Reinterpreting Tennessee Williams’ Streetcar as a Ballet

United KingdomUnited Kingdom  Peter Salem, A Streetcar Named Desire: Scottish Ballet, Edinburgh Festival Theatre, 18.4.2012 (SRT)

Blanche DuBois:  Eve Mutso
Stella:  Sophie Martin
Stanley:  Tama Berry
Alan:  Victor Zarallo

Direction:  Nancy Meckler
Choreography:  Annabelle Lopez Ochoa
Music and Sound:  Peter Salem

Eve Mutso and Erik Cavallari; photo credit: Andrew Ross

This is the third Scottish Ballet piece I’ve seen in the last 12 months, and it’s the best.  In fact, it probably isn’t going too far to say that, as a piece of drama, it’s the most satisfying piece of dance I’ve seen so far from anyone.  It was an inspired idea of Ashley Page’s to team up with Nancy Meckler, Artistic Director of Shared Experience, to present a new version of Tennessee Williams’ quintessential American tragedy.  Meckler’s work has explored new ways of uniting text-based drama with physical theatre, and she turned out to be a perfect choice for exploring how to reinterpret Streetcar for dance.

Key to this production’s success is the clarity with which they tell the story, and the distinctive element for this realisation is that they make explicit much of Blanche’s back-story.  Elements which are merely hinted at in Williams’ play, and sometimes only obliquely, are here made visual.  We see Blanche’s youth at her family’s home, Belle Reve, her early marriage and her husband’s dalliance with another man, which causes him to take his own life.  It’s a very effective way of presenting what would otherwise have been impossible to suggest in a format without dialogue, and it creates some visual leitmotifs which run throughout the piece, often underlining Blanche’s descent into delusion later in the drama.  The simple creativity of the set helps the storytelling too, a quantity of crates being used to evoke a range of locations from the street to the bowling alley through to the claustrophobia of the apartment that frames so much of the action.

Annabelle Lopez Ochoa’s choreography energises the pace of the drama with the way it delineates and deepens our understanding of each character.  At the centre is the brittle, fragile figure of Blanche herself, danced with extraordinary energy by Eve Mutso.  Her flighty, elegant movements often stand in grim contrast to the horrible situation in which she finds herself, and they serve to underline her retreat into fantasy as the drama progresses.  Williams’ original working title for the play was The Moth, an apt illustration for the fragile, faded belle who flirts with the thing that will destroy her, and at various junctures in the piece this image informs Blanche’s movements.  She is almost upstaged by the excellent Sophie Martin as Blanche’s sister, Stella.  Martin invests the role with incredible vigour, and her duet with Stanley at the end of Act 1 is characterised by extraordinary flights of suppleness and eroticism.  Both women jar with the powerful masculinity of Stanley, embodied with commanding forcefulness by Tamar Barry who, rightly, dominates the stage in all of his scenes.  He smoulders with suppressed tension while Blanche flits lightly from fantasy to reality.  The final rape scene is grim in its austerity, as is Blanche’s final, irreversible descent into delusion.

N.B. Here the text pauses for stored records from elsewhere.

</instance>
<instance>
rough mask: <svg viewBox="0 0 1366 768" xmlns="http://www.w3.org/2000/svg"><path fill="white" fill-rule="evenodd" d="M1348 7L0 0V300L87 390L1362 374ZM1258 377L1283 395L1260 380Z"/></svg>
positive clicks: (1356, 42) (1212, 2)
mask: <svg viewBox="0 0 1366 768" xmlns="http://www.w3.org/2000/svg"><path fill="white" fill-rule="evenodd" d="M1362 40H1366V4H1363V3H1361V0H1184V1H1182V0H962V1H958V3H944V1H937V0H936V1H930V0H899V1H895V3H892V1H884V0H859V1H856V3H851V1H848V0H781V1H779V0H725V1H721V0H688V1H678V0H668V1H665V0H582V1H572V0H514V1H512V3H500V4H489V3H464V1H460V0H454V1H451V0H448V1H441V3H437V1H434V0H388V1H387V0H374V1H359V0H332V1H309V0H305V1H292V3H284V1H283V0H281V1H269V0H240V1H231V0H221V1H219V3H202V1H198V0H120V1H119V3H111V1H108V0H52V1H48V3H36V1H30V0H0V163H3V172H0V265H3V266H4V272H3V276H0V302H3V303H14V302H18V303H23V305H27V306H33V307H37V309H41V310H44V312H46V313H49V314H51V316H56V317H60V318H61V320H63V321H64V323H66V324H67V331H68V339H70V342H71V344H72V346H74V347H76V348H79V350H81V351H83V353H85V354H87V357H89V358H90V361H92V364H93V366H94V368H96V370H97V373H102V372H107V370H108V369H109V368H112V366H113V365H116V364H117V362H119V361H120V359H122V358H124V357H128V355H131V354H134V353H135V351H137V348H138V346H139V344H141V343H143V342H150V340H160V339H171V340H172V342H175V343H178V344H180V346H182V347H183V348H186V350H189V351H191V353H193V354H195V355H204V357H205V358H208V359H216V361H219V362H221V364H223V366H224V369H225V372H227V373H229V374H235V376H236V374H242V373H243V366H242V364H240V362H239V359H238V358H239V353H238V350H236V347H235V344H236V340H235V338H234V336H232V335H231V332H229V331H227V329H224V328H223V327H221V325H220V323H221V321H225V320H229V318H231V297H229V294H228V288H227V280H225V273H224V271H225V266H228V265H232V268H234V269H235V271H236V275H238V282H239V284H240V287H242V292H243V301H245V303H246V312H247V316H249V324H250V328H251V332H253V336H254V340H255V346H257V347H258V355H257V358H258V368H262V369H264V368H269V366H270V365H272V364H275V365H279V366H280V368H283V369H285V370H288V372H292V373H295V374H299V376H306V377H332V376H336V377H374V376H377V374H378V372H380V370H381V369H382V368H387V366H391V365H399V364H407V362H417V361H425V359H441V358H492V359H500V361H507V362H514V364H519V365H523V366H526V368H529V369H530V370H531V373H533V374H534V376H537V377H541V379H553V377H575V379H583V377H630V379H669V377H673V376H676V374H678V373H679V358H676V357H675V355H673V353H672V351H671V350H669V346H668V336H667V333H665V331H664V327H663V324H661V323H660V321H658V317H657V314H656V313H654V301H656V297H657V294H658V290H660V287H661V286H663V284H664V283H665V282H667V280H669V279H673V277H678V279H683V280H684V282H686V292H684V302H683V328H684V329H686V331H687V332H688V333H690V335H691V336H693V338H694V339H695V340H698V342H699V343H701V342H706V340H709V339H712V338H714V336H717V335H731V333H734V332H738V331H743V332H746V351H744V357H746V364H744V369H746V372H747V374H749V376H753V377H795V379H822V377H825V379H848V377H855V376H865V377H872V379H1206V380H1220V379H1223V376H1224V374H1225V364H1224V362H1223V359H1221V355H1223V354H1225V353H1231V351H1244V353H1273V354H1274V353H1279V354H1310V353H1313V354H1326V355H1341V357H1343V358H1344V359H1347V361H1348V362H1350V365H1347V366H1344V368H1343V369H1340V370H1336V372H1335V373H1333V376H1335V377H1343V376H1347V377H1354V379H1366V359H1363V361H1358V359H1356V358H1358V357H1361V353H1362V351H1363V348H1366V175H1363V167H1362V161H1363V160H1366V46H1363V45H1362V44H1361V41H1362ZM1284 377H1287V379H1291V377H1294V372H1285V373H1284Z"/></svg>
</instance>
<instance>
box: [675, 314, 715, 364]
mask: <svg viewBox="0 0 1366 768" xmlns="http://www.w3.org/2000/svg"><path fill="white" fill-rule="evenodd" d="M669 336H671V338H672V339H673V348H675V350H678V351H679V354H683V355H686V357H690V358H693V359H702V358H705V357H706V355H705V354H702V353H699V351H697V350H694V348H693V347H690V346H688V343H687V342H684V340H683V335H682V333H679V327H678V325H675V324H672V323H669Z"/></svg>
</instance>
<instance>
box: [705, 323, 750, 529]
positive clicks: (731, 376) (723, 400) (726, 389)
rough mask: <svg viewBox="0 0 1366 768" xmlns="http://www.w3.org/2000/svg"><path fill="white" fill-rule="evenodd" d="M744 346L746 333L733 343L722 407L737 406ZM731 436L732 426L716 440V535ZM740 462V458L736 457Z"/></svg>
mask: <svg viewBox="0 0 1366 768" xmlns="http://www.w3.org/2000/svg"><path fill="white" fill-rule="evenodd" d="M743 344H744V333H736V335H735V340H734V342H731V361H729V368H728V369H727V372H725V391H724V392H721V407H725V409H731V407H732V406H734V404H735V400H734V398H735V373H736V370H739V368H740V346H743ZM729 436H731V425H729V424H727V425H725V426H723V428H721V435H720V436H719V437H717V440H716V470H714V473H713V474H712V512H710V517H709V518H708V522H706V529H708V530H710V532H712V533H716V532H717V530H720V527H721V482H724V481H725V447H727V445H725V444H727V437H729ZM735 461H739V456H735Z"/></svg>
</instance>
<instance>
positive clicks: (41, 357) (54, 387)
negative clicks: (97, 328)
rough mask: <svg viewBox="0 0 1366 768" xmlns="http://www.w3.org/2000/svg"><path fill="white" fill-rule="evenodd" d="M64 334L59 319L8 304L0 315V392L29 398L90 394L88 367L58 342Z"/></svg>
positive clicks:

The original score by Peter Salem works very effectively.  It’s sometimes melodic, but more often it’s evocative and places the action squarely in a particular mood.  It’s a bit more than a soundtrack, but it has all the virtues of painting with sound that the best film scores have.  He also cleverly uses recorded sounds to suggest atmosphere – the nocturnal cicadas, the crash of the bowling pins, the bell of the streetcar – and the use of an Ella Fitzgerald song creates an audio leitmotif that is as powerful in its way as what we see.

It’s not often in my experience that a piece of dance can work as powerfully and evocatively as this, registering all the power of the finest dramas while barely uttering a word.  It’s a credit to Scottish Ballet that they have undertaken it and triumphed so singularly, and they deserve to have a hit on their hands.  Ashley Page is due to step down as Artistic Director in August of this year, ten years after he took up the post.  He is undoubtedly leaving the company in a much better state than that in which he found it.